Despite quarrels, Herbert Diess remains VW CEO
After several weeks of power struggle with parts of the supervisory board, VW CEO Herbert Diess is to keep his office. In addition, however, the head of the Volkswagen core brand, Ralf Brandstätter, will move up to the management board in the new year, as the company announced. In the future, Diess himself will primarily deal with strategic issues in the largest European car group, such as the new CARIAD software division. The CEO should retain control of the volume brands as a whole.

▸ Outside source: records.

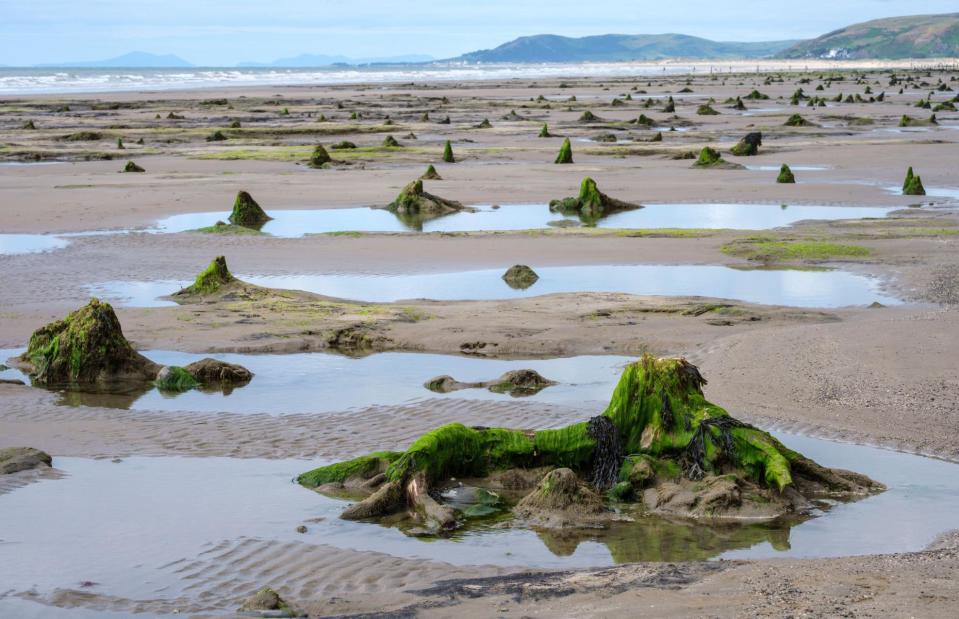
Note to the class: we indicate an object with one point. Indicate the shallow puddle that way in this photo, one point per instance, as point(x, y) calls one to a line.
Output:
point(295, 223)
point(139, 528)
point(11, 244)
point(291, 383)
point(796, 288)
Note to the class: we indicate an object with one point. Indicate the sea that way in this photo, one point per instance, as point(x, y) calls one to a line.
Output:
point(31, 81)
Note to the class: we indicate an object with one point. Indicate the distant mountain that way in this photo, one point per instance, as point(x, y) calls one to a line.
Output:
point(131, 60)
point(321, 60)
point(917, 36)
point(620, 47)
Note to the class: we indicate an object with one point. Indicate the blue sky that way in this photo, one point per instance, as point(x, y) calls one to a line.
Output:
point(224, 32)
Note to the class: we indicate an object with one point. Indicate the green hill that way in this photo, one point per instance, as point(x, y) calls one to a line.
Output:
point(620, 47)
point(917, 36)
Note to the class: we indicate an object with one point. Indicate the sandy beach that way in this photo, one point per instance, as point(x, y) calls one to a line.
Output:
point(857, 372)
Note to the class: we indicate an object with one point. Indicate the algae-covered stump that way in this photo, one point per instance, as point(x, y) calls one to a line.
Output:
point(431, 174)
point(591, 204)
point(448, 153)
point(212, 279)
point(565, 152)
point(659, 441)
point(785, 175)
point(516, 383)
point(520, 276)
point(709, 157)
point(247, 212)
point(749, 145)
point(414, 200)
point(912, 186)
point(85, 349)
point(319, 157)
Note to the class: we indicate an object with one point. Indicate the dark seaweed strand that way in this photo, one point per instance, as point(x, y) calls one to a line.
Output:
point(694, 456)
point(608, 455)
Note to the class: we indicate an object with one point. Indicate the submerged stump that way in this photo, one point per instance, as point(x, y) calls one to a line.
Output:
point(83, 350)
point(591, 204)
point(247, 212)
point(659, 441)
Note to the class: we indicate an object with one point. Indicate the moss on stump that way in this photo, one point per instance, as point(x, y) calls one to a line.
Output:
point(565, 152)
point(591, 204)
point(210, 280)
point(520, 276)
point(431, 174)
point(785, 175)
point(247, 212)
point(657, 413)
point(319, 157)
point(414, 200)
point(87, 348)
point(912, 186)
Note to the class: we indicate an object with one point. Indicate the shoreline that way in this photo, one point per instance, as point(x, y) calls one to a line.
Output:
point(439, 75)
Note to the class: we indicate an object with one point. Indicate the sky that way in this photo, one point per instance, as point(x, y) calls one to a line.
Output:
point(225, 32)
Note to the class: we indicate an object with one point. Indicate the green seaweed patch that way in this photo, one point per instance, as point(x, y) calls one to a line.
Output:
point(772, 251)
point(212, 279)
point(175, 379)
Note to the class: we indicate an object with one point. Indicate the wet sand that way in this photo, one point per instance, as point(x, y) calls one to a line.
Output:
point(880, 376)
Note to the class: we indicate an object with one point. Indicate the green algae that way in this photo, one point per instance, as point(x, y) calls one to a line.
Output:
point(319, 157)
point(785, 175)
point(591, 204)
point(211, 279)
point(247, 212)
point(657, 412)
point(565, 152)
point(431, 174)
point(86, 347)
point(175, 379)
point(912, 186)
point(709, 157)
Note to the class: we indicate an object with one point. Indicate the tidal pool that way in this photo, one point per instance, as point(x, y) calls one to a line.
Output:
point(11, 244)
point(308, 383)
point(789, 287)
point(296, 223)
point(134, 527)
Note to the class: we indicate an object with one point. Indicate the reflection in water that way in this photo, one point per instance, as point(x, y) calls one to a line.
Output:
point(790, 287)
point(659, 539)
point(295, 223)
point(29, 243)
point(291, 383)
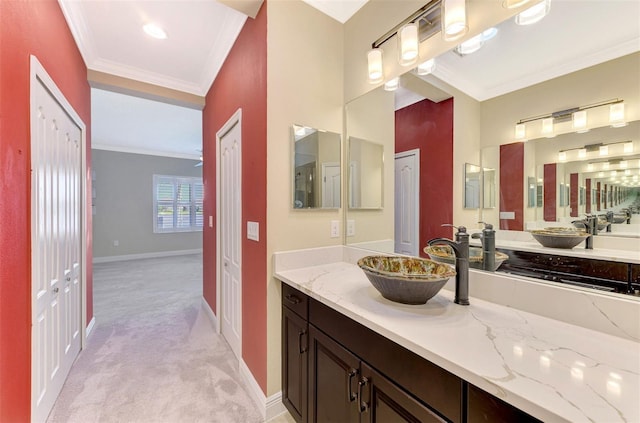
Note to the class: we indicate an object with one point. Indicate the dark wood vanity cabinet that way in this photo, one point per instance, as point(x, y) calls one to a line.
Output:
point(295, 331)
point(336, 370)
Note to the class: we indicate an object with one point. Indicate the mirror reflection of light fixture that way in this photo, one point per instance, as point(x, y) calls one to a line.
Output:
point(454, 19)
point(534, 13)
point(374, 63)
point(392, 84)
point(425, 68)
point(580, 121)
point(512, 4)
point(408, 44)
point(547, 127)
point(628, 147)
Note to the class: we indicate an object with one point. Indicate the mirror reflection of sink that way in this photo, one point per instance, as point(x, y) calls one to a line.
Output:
point(406, 280)
point(444, 254)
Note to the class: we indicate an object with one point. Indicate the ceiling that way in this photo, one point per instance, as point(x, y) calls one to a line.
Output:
point(577, 33)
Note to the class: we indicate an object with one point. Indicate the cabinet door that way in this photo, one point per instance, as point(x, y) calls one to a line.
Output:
point(294, 364)
point(333, 378)
point(382, 401)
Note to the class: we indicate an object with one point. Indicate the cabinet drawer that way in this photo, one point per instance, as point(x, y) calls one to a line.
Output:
point(295, 300)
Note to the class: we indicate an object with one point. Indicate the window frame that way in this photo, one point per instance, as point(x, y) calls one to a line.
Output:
point(193, 203)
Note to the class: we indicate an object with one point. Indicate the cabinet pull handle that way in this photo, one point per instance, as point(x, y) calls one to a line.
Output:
point(292, 299)
point(364, 406)
point(302, 347)
point(352, 395)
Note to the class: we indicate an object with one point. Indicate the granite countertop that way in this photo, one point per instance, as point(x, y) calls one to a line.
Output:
point(553, 370)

However, from August 2022 on, Brandstätter will be responsible for the important and recently significantly weaker
China business that was previously assigned to Diess. Skoda boss Thomas Schäfer will then take over responsibility for the main brand VW Pkw on the group board. As of February 1, Hauke Stars will join the board as board member for the newly created IT and organization department and Audi manager Hildegard Wortmann will be responsible for sales. This increases the number of members of the top committee to eleven. Chief Legal Counsel Manfred Döss will take over the department for integrity and law from the outgoing board member Hiltrud Werner. HR director Gunnar Kilian received a new contract.
The decisions were preceded by speculation about Diess' future. The mixed solution found should now be a compromise. The situation at VW had been extremely tense since the end of September. Supervisory board chairman Hans Dieter Pötsch once again had to mediate intensively between all those involved. There was another confrontation with the works council after Diess is said to have thought out loud in a meeting of the control committee about the possibly necessary cancellation of tens of thousands of jobs.

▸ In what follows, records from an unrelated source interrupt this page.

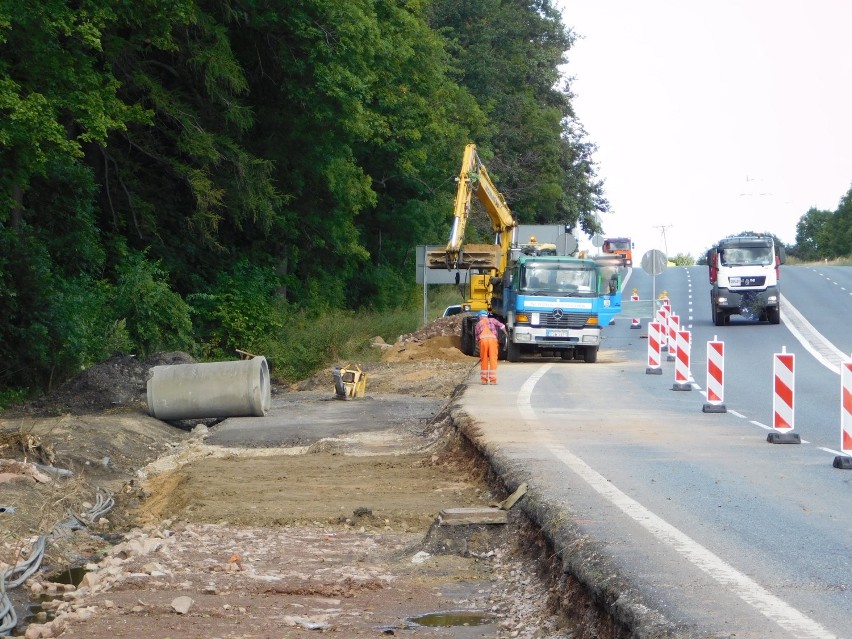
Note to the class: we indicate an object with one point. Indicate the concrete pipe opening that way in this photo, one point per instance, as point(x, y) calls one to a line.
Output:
point(216, 389)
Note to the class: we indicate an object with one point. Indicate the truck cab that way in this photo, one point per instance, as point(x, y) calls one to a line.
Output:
point(558, 305)
point(744, 278)
point(621, 246)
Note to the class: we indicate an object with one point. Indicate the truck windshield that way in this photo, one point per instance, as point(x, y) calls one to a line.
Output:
point(539, 279)
point(745, 255)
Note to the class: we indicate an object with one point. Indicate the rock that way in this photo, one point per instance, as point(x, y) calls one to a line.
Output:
point(181, 605)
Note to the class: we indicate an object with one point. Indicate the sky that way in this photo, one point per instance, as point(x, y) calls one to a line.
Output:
point(713, 117)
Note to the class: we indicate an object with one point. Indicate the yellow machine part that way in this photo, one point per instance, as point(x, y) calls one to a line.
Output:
point(350, 381)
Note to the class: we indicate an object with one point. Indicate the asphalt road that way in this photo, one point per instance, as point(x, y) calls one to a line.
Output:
point(701, 527)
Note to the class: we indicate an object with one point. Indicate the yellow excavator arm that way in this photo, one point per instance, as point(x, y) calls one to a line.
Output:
point(474, 179)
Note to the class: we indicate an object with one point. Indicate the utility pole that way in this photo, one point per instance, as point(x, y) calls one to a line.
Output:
point(663, 228)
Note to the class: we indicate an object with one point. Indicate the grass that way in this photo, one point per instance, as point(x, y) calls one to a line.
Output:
point(311, 342)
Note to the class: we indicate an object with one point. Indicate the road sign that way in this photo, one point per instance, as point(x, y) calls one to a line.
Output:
point(654, 262)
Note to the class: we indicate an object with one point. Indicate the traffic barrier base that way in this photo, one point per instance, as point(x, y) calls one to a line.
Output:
point(783, 438)
point(843, 462)
point(714, 408)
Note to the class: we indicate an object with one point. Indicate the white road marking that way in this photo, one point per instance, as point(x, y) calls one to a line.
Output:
point(748, 590)
point(814, 342)
point(764, 426)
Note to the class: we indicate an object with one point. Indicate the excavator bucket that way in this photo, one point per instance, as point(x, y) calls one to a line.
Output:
point(471, 256)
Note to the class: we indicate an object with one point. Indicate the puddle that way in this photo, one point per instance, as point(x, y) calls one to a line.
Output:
point(452, 618)
point(71, 575)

Previously, according to information from corporate circles, he had asked other managers for further savings suggestions - bypassing the very influential workforce representation at VW. Works council chief Daniela Cavallo had sharply attacked Diess internally as well as in a works meeting. The state of
Lower Saxony, as the second largest VW shareholder, had also indicated that it would no longer fully support its communication strategy. Prime Minister and co-overseer Stephan Weil spoke of an atmosphere of "uncertainty that is spreading everywhere".